Listen, it’s okay if you no longer want to be friendly with me once you’re in a relationship.
Perhaps you may feel tempted in my presence.
Maybe you feel like you’re cheating on your partner by enjoying my company, even if the nature of our friendship was strictly platonic.
Cool, I get it.
What’s not okay, is the disappearing act from my life without a moments notice, just to pop back up once your relationship is ‘over’. The break-up is never permanent. You come back, but you’ll be gone again.
Nah, you can’t come back this time on some friendly shit like we are friends.
No, we are not friends. We are merely two people who were friendly at one point in time.
There is a difference.
Your disappearing act lets me know that I am not your friend, simply someone you wouldn’t mind smashing if given the chance. If you really valued me as a friend, you would be upfront with me about your intentions and your disappearance.

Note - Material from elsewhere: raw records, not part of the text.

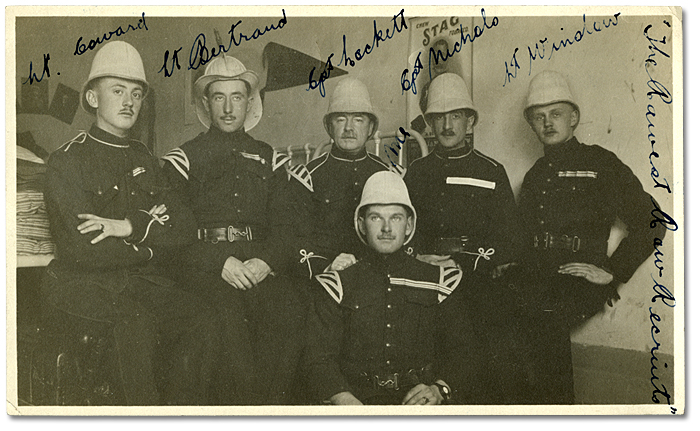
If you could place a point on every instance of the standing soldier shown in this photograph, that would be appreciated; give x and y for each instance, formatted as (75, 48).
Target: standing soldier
(237, 186)
(569, 202)
(115, 222)
(376, 336)
(468, 216)
(335, 180)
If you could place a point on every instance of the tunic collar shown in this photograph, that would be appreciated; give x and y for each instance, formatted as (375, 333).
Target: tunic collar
(344, 156)
(106, 138)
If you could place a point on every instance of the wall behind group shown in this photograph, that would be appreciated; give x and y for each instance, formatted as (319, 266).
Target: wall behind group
(604, 69)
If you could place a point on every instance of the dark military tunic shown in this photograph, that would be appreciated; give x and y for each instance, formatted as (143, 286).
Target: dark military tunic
(569, 202)
(462, 193)
(231, 179)
(378, 317)
(116, 281)
(334, 184)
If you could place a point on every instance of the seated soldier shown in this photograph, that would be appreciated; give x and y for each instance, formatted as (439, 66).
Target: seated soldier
(375, 336)
(114, 221)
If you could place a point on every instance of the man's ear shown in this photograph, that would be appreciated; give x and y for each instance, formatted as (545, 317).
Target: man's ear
(91, 97)
(361, 225)
(409, 226)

By the way, it wouldn’t even be considered disappearing if we have a conversation about why you’re disappearing, BEFORE you disappear. You don’t get to come back around months later as if nothing happened, and decide to tell me how you felt. You can try to, but you’re not entitled to my presence. You could have been, had you been an honest friend to me. Entitlement is reserved for friends and friends only.
But I understand that it is rather difficult to be honest with someone else when you can’t even be honest with yourself.
You may think you’re doing right by your relationship, by distancing yourself from temptation, but you’re only half-right. You must also acknowledge that there is temptation outside of your relationship, first to yourself, and then to your partner. They deserve to know. When you fail to do this, you succeed at creating yet another relationship based on dishonesty, and resentment will soon follow.